Cytologic features include nuclear enlargement, hyperchromasia, and frequent prominent nucleoli. Marked nuclear pleomorphism that is six times or greater than the size of a normal nucleus is seen in some cases. Infrequently, dimorphic population of central small monomorphic cells and outer pleomorphic cells is present.
Basal cells are uniformly retained with variable AMACR positivity. PTEN loss and ERG overexpression are seen in majority of cases, and can be helpful in borderline cases in the differential of HGPIN.

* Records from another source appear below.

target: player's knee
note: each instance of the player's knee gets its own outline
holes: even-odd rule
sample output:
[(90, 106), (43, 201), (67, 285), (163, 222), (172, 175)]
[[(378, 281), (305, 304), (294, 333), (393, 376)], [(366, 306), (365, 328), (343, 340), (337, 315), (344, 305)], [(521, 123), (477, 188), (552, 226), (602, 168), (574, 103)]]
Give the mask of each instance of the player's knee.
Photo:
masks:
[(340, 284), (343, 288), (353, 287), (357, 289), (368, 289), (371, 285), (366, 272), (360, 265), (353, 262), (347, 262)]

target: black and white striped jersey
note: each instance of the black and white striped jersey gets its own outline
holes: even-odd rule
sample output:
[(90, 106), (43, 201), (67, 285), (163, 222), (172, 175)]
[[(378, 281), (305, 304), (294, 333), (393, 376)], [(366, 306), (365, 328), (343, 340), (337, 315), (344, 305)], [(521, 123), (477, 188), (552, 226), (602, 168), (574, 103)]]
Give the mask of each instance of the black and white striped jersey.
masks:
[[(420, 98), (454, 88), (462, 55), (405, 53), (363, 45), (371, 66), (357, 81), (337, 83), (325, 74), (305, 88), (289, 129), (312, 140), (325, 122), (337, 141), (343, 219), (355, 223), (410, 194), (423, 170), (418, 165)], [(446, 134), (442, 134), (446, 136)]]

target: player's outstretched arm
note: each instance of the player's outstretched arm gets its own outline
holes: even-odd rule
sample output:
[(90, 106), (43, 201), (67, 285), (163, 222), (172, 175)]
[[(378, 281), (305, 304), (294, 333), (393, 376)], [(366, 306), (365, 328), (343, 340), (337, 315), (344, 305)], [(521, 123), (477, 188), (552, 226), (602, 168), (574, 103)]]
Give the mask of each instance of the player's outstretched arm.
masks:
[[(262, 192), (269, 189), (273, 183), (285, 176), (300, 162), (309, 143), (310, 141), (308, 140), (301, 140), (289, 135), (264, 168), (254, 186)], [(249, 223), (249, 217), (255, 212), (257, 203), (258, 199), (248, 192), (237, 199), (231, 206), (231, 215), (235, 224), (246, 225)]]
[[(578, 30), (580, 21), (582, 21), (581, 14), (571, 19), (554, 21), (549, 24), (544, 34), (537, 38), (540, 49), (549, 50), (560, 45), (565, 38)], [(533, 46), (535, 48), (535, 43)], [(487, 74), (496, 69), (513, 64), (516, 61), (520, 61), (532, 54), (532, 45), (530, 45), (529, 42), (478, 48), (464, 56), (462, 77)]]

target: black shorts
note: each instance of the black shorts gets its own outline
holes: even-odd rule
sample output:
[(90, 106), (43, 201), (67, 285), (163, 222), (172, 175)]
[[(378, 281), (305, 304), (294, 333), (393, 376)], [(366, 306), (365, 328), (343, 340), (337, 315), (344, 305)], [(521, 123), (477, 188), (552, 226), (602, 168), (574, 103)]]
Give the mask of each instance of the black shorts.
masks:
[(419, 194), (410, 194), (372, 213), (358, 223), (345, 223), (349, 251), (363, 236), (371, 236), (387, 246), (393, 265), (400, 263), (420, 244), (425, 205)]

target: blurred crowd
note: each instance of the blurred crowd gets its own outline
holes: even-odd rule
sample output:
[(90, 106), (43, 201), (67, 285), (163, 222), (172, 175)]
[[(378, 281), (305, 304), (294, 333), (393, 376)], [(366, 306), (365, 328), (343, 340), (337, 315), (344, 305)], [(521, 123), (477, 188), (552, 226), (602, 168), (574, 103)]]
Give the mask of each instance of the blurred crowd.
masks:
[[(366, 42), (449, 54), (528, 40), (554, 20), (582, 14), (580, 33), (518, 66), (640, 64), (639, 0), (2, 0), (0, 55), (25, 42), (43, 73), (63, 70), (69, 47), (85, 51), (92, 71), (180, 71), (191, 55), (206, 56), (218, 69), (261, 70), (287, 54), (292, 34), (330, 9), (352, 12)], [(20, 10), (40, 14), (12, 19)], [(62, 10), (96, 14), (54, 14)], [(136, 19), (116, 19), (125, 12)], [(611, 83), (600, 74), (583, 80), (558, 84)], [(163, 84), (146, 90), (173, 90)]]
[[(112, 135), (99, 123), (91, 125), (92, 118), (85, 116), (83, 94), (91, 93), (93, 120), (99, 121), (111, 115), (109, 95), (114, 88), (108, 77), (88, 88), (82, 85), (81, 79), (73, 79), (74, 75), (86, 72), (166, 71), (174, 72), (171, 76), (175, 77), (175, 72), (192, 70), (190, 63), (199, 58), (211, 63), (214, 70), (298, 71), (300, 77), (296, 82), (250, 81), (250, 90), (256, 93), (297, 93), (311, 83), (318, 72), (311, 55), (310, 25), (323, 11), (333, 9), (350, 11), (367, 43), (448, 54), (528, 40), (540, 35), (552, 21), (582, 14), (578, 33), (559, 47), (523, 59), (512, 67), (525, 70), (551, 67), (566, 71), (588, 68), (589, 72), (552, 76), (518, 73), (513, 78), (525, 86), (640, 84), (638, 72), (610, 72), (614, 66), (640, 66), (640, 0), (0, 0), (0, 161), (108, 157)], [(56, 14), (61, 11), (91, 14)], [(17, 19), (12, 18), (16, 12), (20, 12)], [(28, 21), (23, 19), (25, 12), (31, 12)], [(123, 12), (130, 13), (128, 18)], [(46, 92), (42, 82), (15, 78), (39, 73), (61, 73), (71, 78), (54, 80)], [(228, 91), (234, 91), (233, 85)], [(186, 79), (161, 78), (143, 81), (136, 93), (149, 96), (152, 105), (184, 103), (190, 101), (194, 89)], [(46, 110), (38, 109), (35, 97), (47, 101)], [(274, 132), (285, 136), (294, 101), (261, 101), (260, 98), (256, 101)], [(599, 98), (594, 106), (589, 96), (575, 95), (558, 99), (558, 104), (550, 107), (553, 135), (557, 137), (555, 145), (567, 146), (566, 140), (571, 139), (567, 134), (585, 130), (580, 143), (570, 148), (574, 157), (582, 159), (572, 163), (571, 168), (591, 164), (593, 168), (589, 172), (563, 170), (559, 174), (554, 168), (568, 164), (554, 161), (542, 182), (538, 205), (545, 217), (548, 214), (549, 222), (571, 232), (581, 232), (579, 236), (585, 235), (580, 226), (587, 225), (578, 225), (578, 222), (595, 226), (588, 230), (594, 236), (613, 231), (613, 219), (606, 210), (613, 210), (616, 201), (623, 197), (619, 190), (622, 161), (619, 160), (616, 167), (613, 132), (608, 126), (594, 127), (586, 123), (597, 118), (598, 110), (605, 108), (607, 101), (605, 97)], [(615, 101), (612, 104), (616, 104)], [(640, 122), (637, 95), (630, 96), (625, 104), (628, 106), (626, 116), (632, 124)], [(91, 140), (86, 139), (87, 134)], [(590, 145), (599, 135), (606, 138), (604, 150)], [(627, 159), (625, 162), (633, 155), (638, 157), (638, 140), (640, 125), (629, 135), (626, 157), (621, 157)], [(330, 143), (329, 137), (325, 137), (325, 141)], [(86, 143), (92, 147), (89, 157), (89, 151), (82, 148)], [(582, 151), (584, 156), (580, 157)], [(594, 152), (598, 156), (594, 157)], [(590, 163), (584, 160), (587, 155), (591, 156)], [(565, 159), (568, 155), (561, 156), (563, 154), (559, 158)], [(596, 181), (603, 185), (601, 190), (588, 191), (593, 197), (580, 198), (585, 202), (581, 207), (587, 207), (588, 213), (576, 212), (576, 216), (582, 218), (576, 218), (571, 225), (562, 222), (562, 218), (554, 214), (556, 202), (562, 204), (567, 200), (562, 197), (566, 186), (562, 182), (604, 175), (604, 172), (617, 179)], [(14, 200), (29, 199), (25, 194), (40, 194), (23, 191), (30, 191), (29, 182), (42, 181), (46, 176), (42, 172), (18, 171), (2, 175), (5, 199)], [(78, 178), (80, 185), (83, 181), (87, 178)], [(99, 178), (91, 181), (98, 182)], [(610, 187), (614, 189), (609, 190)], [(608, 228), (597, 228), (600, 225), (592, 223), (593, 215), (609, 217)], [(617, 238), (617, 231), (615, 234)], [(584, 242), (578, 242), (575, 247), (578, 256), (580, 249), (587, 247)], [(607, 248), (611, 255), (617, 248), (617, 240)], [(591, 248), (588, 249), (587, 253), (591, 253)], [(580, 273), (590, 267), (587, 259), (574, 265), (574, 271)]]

Ductal adenocarcinoma of the prostate typically occurs in 50s to elderly age range. It arises in the verumontanum in the prostatic urethra and underlying periurethral prostatic ducts but also commonly arises in the peripheral prostatic ducts and acini. When presenting as a urethral lesion, it typically is associated with gross or microscopic hematuria, dysuria, and frequency. Can be associated with a variable rise in PSA. Pure ductal adenocarcinoma is rare. Majority have a component of mixed ductal and acinar adenocarcinoma. Papillary and cribriform ductal adenocarcinoma is considered a Gleason pattern 4 or 5 if associated with necrosis. PIN-like ductal adenocarcinoma is considered Gleason pattern 3.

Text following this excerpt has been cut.